RBTH: How much fuel do you believe was left in the reactor after the explosion? What is this fuel's condition under the confinement? Will the fuel somehow be extracted from there?  

 

I.G.: The plan passed in 1997 envisioned two stages: First, stabilize the confinement and build the new, secure confinement that will cover the fourth reactor along with the existing sarcophagus. Second, disassemble the confinement and recover the fuel. There is approximately 200 tons of fuel in varying condition inside the sarcophagus that we need to transfer to controlled storage. Furthermore, the confinement itself has around 30 tons of dust that contains transuranium elements, which present an increased risk to the environment and humanity.
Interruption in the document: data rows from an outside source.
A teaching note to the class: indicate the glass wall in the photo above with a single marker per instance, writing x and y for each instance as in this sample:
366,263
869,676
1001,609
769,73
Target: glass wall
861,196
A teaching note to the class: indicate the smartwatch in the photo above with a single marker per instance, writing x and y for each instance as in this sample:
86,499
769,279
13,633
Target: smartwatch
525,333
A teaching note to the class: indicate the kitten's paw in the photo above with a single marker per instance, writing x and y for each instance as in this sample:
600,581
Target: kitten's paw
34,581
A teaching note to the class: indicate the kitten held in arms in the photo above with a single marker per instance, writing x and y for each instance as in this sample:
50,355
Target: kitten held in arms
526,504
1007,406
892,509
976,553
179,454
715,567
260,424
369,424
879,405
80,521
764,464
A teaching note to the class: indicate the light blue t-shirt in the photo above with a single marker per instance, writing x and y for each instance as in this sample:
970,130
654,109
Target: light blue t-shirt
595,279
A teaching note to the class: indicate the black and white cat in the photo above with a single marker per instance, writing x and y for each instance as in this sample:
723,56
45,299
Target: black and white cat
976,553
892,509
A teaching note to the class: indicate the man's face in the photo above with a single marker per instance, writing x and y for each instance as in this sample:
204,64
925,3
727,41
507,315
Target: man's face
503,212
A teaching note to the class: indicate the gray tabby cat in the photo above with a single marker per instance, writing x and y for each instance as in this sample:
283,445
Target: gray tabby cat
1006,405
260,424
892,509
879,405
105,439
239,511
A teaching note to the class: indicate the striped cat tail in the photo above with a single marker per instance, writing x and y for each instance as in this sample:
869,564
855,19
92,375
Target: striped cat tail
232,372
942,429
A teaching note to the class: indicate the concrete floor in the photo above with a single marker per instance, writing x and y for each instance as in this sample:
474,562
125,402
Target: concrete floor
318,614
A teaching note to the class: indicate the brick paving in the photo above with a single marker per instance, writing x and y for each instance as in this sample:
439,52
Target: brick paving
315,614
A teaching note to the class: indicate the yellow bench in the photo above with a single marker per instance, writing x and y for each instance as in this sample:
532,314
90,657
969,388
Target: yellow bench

Therefore, after the New Safe Confinement is built to complete the first phase, I hope that Ukraine, using donor support, will start the second stage, which entails disassembling unstable constructions within the confinement, removing the fuel mass and transferring it to controlled storage.

 

RBTH: When can we expect this to happen?

 

I.G.: We are looking to finish the New Safe Confinement in October 2015. The new confinement should serve its purpose for a 100 years.

 

RBTH: How much will the new confinement cost and who is financing it?

 

I.G.: The cost as of today is 980 million euros. Donor countries have founded the Chernobyl Shelter Fund to cover the costs. The fund until recently had 20 donor countries, while at a conference in Kiev the number was announced to have risen to 40. The most urgent challenge for us is to raise around 500 million euros for one project and 140 million for another. What's more, as far as I know, China, India, Saudi Arabia and Kuwait have agreed to help out as well. Everyone understands that Chernobyl is not just Ukraine's problem and Ukraine cannot handle the burden on its own.